This year, the financial aid department had students participating in a never-ending game of musical chairs. Morgan State implemented a system to disperse refund checks to students that has brought about some mayhem and confusion.
Higher One is the leader in providing financial services and data analytics to more than 1,000 colleges and universities across the country. “Morgan State hired this company to serve as the middle man between the institution and the students, in hopes that it would make the transferring and receiving of refunds a painless process compared to the past,” explained Tanya Wilkerson, Director of Financial Aid.
In recent years, students would have to stand in a line in front of the glass window across from the Bursar’s office to speak with someone who may or may not always be there. From there students would have to recite their student ID numbers and take a paper receipt to another window where they’d have to hand in their actual ID card along with the receipt they just received to someone who would then hand them their check.
“We wanted students not to have to come back and forth to our offices asking questions and leaving unsatisfied all semester,” said Ettare Stokes, one of the Financial Aid Advisors. “This makes it a lot easier for them.”

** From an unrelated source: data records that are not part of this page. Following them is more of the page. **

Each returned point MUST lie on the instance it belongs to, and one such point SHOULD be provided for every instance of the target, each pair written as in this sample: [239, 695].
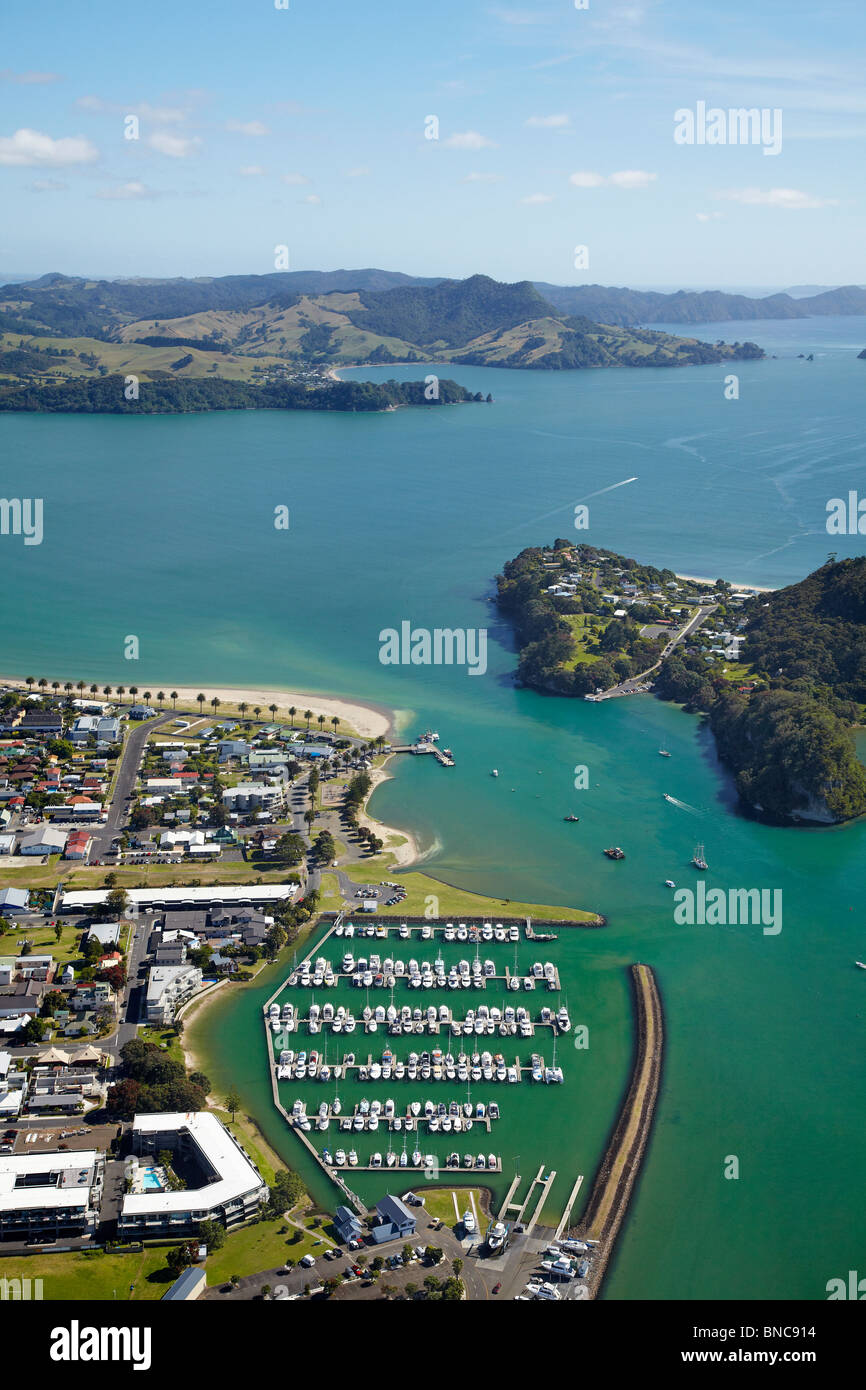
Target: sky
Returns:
[527, 142]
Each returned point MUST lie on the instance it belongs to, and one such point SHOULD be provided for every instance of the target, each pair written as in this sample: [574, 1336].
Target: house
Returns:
[104, 729]
[223, 1183]
[253, 795]
[78, 844]
[107, 933]
[41, 722]
[22, 997]
[395, 1221]
[49, 1197]
[168, 986]
[43, 841]
[96, 995]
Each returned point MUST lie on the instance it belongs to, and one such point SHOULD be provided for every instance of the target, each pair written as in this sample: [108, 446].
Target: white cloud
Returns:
[246, 128]
[548, 121]
[28, 78]
[787, 198]
[125, 192]
[469, 141]
[631, 178]
[623, 178]
[520, 17]
[175, 146]
[32, 148]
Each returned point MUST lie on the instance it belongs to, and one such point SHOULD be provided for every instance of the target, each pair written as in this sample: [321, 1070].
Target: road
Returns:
[635, 683]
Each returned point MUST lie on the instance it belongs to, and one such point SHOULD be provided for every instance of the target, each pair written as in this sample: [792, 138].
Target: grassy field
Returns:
[99, 1278]
[439, 1205]
[455, 902]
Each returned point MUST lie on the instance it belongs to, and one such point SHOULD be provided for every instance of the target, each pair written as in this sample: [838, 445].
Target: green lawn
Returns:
[439, 1204]
[455, 902]
[253, 1248]
[100, 1278]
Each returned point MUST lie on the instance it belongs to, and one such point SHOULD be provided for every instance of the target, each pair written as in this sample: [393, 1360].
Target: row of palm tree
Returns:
[148, 695]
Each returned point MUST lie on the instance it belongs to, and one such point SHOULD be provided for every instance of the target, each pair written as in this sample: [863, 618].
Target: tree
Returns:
[180, 1258]
[211, 1233]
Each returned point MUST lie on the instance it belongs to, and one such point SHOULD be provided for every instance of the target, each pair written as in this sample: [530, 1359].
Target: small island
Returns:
[779, 677]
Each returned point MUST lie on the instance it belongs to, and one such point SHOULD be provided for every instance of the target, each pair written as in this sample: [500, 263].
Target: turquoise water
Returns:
[163, 528]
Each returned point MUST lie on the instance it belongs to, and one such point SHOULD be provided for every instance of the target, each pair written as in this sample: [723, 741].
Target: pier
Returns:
[615, 1180]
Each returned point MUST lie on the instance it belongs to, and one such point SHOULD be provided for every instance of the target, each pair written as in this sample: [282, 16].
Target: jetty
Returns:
[617, 1173]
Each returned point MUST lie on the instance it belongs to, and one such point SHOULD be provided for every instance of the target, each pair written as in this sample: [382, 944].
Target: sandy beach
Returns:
[405, 854]
[702, 578]
[364, 719]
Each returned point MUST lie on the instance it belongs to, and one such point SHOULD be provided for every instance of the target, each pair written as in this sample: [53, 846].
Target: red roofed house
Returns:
[78, 844]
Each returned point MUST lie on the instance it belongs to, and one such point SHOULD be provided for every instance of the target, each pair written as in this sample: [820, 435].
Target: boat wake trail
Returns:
[684, 805]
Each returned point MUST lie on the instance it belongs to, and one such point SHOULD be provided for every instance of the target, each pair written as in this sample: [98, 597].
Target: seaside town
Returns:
[152, 859]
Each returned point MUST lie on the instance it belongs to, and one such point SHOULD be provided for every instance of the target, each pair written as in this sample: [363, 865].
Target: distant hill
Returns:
[633, 306]
[260, 328]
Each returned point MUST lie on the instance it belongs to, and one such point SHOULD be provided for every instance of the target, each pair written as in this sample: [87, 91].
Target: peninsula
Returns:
[779, 679]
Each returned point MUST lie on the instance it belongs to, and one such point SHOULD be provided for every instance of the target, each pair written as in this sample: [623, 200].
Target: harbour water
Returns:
[163, 527]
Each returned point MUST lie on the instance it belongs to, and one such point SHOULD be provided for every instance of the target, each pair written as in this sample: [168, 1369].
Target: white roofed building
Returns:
[223, 1183]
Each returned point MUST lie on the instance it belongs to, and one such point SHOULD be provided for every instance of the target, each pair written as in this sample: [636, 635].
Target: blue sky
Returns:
[305, 127]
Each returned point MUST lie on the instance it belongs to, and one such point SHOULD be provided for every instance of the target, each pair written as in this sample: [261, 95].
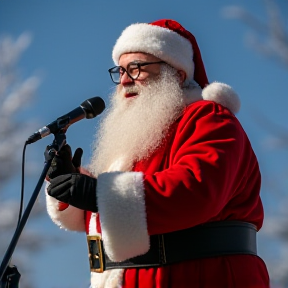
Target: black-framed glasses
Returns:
[133, 70]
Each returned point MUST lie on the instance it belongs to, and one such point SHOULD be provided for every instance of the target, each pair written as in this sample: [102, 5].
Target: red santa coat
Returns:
[205, 171]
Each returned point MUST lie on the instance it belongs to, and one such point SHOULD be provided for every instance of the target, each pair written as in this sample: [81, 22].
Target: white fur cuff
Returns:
[121, 204]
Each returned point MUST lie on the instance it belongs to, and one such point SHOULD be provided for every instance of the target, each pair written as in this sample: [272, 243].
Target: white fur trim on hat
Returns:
[161, 42]
[121, 204]
[223, 94]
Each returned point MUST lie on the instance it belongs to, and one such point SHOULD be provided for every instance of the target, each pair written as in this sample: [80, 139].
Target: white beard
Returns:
[135, 127]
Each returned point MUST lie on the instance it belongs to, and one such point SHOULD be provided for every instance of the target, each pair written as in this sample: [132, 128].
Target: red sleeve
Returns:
[212, 174]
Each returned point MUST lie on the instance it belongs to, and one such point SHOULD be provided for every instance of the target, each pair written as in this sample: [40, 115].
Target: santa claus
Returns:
[171, 196]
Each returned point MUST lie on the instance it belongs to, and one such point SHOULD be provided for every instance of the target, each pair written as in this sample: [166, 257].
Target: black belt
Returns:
[203, 241]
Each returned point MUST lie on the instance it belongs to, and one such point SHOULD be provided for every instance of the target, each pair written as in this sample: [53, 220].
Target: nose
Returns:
[126, 80]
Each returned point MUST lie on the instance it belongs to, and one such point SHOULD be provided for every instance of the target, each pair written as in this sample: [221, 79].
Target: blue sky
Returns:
[70, 51]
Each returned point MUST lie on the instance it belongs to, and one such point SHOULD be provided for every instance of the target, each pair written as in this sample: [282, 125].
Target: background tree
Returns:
[15, 95]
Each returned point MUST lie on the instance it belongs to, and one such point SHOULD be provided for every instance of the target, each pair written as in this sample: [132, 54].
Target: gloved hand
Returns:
[78, 190]
[63, 163]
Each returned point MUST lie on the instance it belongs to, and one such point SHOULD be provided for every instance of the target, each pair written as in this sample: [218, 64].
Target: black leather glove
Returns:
[78, 190]
[63, 163]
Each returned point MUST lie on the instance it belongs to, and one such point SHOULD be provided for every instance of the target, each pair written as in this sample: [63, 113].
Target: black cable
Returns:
[22, 184]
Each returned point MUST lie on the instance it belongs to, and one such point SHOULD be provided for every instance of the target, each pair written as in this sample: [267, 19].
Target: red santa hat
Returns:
[172, 43]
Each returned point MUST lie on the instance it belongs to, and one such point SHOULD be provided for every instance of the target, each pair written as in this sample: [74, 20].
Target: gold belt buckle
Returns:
[96, 254]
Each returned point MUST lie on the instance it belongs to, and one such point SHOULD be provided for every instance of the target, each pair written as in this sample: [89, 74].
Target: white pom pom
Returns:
[223, 94]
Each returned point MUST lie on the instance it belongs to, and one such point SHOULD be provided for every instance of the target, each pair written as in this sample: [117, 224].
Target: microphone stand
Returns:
[9, 275]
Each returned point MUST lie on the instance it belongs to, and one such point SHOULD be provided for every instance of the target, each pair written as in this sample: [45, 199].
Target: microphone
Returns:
[88, 109]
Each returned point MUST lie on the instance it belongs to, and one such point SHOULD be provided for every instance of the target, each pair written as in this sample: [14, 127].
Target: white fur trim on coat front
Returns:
[121, 204]
[161, 42]
[71, 218]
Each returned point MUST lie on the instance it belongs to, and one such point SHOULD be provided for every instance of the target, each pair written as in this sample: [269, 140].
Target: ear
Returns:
[182, 76]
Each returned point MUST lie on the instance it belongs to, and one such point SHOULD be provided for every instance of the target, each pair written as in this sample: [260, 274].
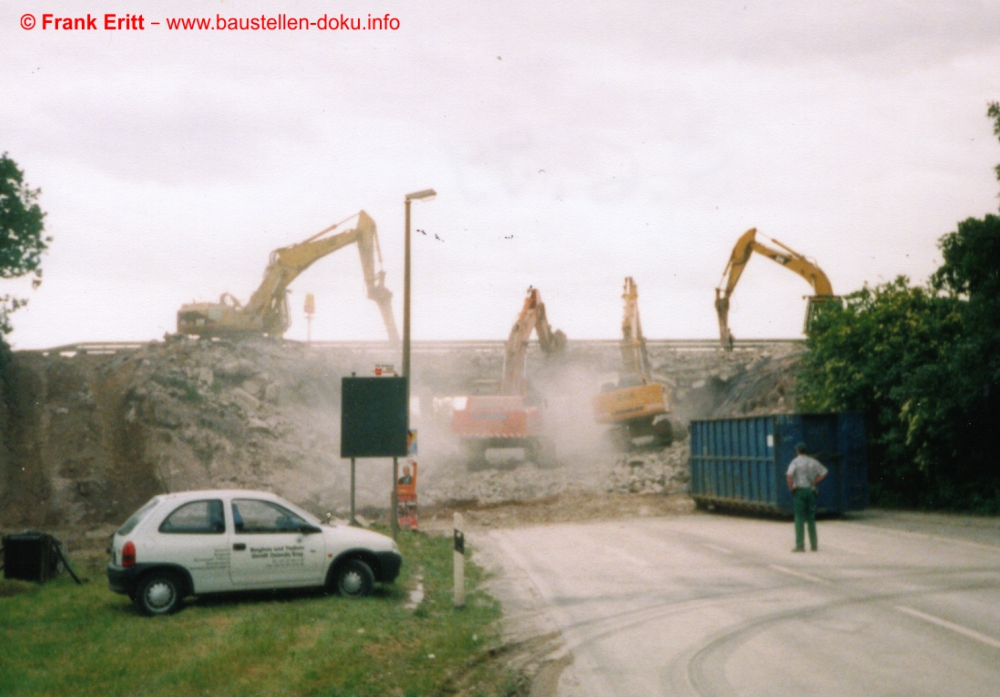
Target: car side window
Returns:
[196, 517]
[256, 516]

On a good day, students should expect to set aside at least an hour to complete any task in the Montebello building, especially when it’s pertaining to refunds. The Higher One system was designed to shorten this process, but the system has been a nightmare for faculty and students alike.
Vestina Lingham, Administrative Assistant to Dean Whickham of the School of Global Journalism and Communication has been directly affected. Her daughters’ troubles with financial aid and the Higher One program speak for most people. “My daughter called to find out where her refund was and they told her that they sent her a little plastic card, but she never got a plastic card,” said Lingham. “She has had to go back and forth with Morgan and Higher One to figure out who knows what is going on with the check and it’s halfway through the semester.”
The card she’s referring to is one of the options that students are given when deciding how they want their funds distributed to them. Some students have their monies deposited directly to their bank account, while others, like Maia Walker, a Senior Broadcast Journalism major at Morgan, waits for paper checks that end up getting lost in translation.
“They sent my check to Connecticut, and I haven’t lived there in years,” says Walker. “Morgan never confirmed my address before they sent my money, so I had to call Higher One and have them cancel the check and re-issue a new one”.
This semester, countless students have had their checks sent to addresses that they are no longer residents of. In some cases, financial aid officials told students that in order to resolve the situation they would have to go back to the address where the check was initially mailed and intercept it before it was too late.
Not every student has had complications; in fact, some students paid very close attention to the preemptive emails that Morgan sent out during the summer to carefully walk students thought this new process. No matter what side of the spectrum you fall on, there is no doubt that this system needs a few tweaks to make sure that it runs smoothly in the future.